Two testers found the Pure Wand to be a little too firm for their liking, and others discovered that its weight made their hands and wrists feel tired or cramped with prolonged use. However, we did not perceive these minor drawbacks as dealbreakers.
Runner-up: Bigger, stronger, and versatile
The Swanvibes Swan Wand is a double-ended rechargeable vibrator with two independent motors capable of producing ultrastrong vibrations that rival those of our clitoral-vibrator pick, the Magic Wand, and outstrip even the very strong sensations of the LELO MONA 2. The entire toy measures a little over 9 inches, making each end about 4½ inches long. The medium-size end has a maximum diameter of 1½ inches, while the large end is an ambitious 2 inches in diameter, making it one of the girthiest insertable vibrators on the market. It offers all the amenities of a high-end toy: easy-to-clean waterproof silicone, a rechargeable battery with a life of four hours in 30-minute max-strength sessions, variable vibration strengths and patterns, a one-year warranty, a storage pouch, and a travel lock function.
Our two testers, people with vaginas who enjoy larger toys, both reported choosing to buy the Swan Wand out of pocket after trying the toy. The first tester described the Swan Wand as “amazing. One of the most pleasurably girthy toys I have ever found.” Our second tester was equally impressed: “I had an internal clitoral/G-spot orgasm. It was the first time in my life that I could cum multiple times so easily, and intensely.”
The toy is fairly straightforward to use, with two button controls located at the center and a USB cord that easily plugs into the toy for charging. It has relatively few drawbacks, other than that the big end might be too much for some people. We also experienced some technical malfunctions with our sample model: The large end stopped working after a few weeks, and the toy spontaneously turned on at 3 a.m. and resisted attempts to turn it off. The Swan Wand does come with a one-year warranty in case of defects, and both the manufacturer and Searah Deysach of Early to Bed reassured us that this type of malfunction is almost unheard of.
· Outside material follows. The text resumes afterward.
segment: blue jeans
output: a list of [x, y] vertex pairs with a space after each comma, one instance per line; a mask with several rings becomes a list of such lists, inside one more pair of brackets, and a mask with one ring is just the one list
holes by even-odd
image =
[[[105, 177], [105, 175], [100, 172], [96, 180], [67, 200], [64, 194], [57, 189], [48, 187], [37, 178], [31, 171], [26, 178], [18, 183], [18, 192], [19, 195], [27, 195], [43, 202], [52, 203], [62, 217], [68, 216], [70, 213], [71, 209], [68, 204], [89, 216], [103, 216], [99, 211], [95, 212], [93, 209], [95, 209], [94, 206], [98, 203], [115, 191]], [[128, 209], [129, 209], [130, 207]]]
Budget pick: Great for beginners
The OhMiBod Lovelife Cuddle is fairly small at 1¼ inches wide and 6½ inches long, and the vibrations are significantly less powerful than those of the Swan Wand. Nevertheless, its curved shape gets the job done well, and this toy offers many of the same luxury amenities as at less than half the price. Made of nonporous silicone, it is easy to clean, though not waterproof (so you should not submerge it). The toy also has a fairly straightforward power console, and it comes with a storage pouch, a one-year warranty, and an easy-to-use charging cord.
We can find very little not to like about this toy, and it’s great for beginners, people with smaller anatomies, or anyone on a budget. If you prefer a thicker toy or stronger vibrations, however, you’ll be happier investing in the Swan Wand.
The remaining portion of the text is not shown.